Recently, significant progress has been made in developing reasoning-capable Large Language Models (LLMs) through long Chain-of-Thought (CoT) techniques. However, this long-CoT reasoning process imposes substantial memory overhead due to the large Key-Value (KV) Cache memory overhead. Post-training KV Cache quantization has emerged as a promising compression technique and has been extensively studied in short-context scenarios. However, directly applying existing methods to long-CoT LLMs causes significant performance degradation due to the following two reasons: (1) Large cumulative error: Existing methods fail to adequately leverage available memory, and they directly quantize the KV Cache during each decoding step, leading to large cumulative quantization error. (2) Short-context calibration: Due to Rotary Positional Embedding (RoPE), the use of short-context data during calibration fails to account for the distribution of less frequent channels in the Key Cache, resulting in performance loss.
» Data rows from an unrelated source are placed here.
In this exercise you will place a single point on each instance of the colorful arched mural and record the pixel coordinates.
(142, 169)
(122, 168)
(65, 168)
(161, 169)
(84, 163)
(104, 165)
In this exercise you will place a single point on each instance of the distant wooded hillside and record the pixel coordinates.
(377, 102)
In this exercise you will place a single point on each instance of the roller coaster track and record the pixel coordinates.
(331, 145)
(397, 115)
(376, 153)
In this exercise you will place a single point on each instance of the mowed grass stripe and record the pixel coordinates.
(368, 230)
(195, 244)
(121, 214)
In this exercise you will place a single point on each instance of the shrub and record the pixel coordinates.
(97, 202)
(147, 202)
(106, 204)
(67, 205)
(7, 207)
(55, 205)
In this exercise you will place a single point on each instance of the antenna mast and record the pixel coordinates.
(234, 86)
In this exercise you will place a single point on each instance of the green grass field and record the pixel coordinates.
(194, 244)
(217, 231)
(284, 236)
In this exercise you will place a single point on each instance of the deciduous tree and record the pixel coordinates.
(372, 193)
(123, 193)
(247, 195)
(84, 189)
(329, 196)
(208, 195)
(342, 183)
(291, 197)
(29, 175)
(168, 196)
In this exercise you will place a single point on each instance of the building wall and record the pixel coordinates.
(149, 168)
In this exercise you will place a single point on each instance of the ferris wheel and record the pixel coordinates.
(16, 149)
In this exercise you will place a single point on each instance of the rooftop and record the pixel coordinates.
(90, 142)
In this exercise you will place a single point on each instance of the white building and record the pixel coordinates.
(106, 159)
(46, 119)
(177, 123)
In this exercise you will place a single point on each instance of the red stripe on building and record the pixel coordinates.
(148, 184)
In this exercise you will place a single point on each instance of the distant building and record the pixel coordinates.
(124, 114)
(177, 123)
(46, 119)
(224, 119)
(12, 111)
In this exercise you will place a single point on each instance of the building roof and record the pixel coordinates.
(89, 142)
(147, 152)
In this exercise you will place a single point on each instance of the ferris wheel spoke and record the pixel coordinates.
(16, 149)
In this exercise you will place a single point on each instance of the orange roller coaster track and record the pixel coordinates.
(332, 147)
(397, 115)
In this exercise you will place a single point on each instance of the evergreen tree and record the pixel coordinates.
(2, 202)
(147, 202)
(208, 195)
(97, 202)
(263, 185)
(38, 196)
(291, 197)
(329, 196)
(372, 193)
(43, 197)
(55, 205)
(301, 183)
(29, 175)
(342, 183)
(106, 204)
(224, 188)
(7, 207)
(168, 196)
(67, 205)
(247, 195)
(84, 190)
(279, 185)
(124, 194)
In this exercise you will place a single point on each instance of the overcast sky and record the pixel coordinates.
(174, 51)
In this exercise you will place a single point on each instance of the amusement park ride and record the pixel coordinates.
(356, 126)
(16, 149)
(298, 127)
We propose Progressive Mixed-Precision KV Cache Quantization (PM-KVQ) for long-CoT LLMs to address the above issues in two folds: (1) To reduce cumulative error, we design a progressive quantization strategy to gradually lower the bit-width of KV Cache in each block. Then, we propose block-wise memory allocation to assign a higher bit-width to more sensitive transformer blocks. (2) To increase the calibration length without additional overhead, we propose a new calibration strategy with positional interpolation that leverages short calibration data with positional interpolation to approximate the data distribution of long-context data. Extensive experiments on 7B-70B long-CoT LLMs show that PM-KVQ improves reasoning benchmark performance by up to 8% over SOTA baselines under the same memory budget. Our code is available at https://github.com/thu-nics/PM-KVQ.

Paper Structure

This paper contains 25 sections, 10 equations, 4 figures, 4 tables.

Figures (4)

  • Figure 1: Method Overview. (a) The Progressive quantization technique: we progressively shrink the bit-width of KV Cache to fully utilize the memory budget. (b) The block-wise memory allocation technique: we allocate a higher bit-width to those transformer blocks with higher sensitivity. (c) Calibration with Positional Interpolation to approximate the distribution of long-context data with short-context data.
  • Figure 2: Different bit-width shrinking strategies when the bit-width is reduced from 4-bit to 2-bit.
  • Figure 3: Sensitivity to quantization of KV Cache in different transformer blocks. Different colors represents different memory budgets.
  • Figure 4: Sensitivity to quantization of KV Cache in different transformer blocks. Different colors represents different memory budgets.